I've noticed a flurry of similar products appearing lately that turn an iPhone into a shutter release for your SLR. Here are links to a couple of them. The first, ioShutter, is being promoted by the excellent Photojojo which I encourage you to subscribe to. The second is a recent Kickstarter project by the name of Trigger Happy Camera Remote. But let's back up a moment. The equivalent Canon product is the TC-80N3 which allows you to not only remote trigger your camera but also program a number of shots to be taken on a timer and set the duration of bulb exposures - it's sometimes called an intervalometer. Useful stuff but the typical price here in the UK is £120 or $135 in the states. Honestly that's *way* over priced for what it is.

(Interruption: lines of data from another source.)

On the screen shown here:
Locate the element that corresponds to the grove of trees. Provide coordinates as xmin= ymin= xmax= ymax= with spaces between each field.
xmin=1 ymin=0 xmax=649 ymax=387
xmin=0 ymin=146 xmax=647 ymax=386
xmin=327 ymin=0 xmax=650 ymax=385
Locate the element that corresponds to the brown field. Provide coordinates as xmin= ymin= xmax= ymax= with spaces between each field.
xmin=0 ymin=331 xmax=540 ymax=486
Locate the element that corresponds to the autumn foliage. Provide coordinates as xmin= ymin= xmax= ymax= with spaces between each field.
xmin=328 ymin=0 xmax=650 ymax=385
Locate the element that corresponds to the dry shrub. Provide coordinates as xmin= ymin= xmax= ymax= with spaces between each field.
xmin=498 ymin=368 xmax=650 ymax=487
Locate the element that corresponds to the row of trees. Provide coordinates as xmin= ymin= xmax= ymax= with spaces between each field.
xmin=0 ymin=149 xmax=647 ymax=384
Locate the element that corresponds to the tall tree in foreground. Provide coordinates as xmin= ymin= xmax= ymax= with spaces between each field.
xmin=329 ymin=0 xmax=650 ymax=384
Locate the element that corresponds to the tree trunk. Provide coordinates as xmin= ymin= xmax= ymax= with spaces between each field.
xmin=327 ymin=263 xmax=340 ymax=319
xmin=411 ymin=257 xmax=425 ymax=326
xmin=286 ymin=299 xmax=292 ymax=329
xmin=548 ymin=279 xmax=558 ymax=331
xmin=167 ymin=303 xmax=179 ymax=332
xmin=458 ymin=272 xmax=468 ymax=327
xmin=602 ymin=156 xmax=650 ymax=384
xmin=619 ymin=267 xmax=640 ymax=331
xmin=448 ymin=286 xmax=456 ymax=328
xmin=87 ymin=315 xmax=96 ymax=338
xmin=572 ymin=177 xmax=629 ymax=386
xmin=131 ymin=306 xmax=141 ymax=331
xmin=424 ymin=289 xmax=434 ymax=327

So the prospect of turning a camera phone into an intervalometer is intriguing, first because the "brains" of the gadget can be provided by the phone which should make construction much simpler and cheaper but also because the phone should make the interface easier, prettier and allow it to do more. I first saw the Kickstarter project and I was impressed by what a good idea it is but when I saw the price they were asking my first thought was that the creators were smoking crack. They want $70 for the Trigger Happy Camera Remote when it launches (or $50 if you get in on the Kickstarter funding). ioShutter is even worse - they want $70 just for the cable and another $10 for the app.

But hold on a minute - wasn't this idea meant to replace the complex bit of this gadget, making it simpler and cheaper? See the thing is, I've already bought an intervalometer and I didn't pay £120 for it. I didn't even pay £50 for it. I paid about £20 for it on Amazon. Just try searching for "TC-80N3" on Amazon and you'll see a load of extremely affordable alternatives to the Canon version. There are Nikon equivalents. Mine was made by a Chinese company called Yongnuo and yes it's a cheap knock-off but it's pretty solidly made. It works reliably and it's a *fraction* of the price. I've been delighted with it. Here's one for just $15 on the US Amazon store - it's identical to mine, clearly a rebadged Yongnuo.

The ioShutter and Trigger Happy Camera Remote guys think Canon and Nikon are their competition but they're wrong. Their real competition are these cheap knock offs. So tell me, how much do you want to pay? $70 or $15? I don't care how much prettier the iPhone version is, that's a no-brainer.

But that's not all!

Triggertrap Mobile cable+dongleThere is another option - Triggertrap Mobile costs $10 for the app and then $20 for the cable+dongle, so $30 for the lot. Still more than the Yongnuo but when you see what you get it's *really* worth it. The Triggertrap app does all the intervalometer stuff plus you can trigger your camera for time-lapse, distance-lapse, motion detection, sound, magnetism, vibration and even facial recognition. For $30. Sign me up - I already placed my order.

I love Kickstarter and entrepreneurs. I usually want to support them and I've backed quite a number of Kickstarter projects but I am getting mightily sick of the price gouging that goes on with photography gear. I've not used any of these products yet but on what I've seen so far the Triggertrap leads the pack by a country mile. Hurrah for sensible pricing.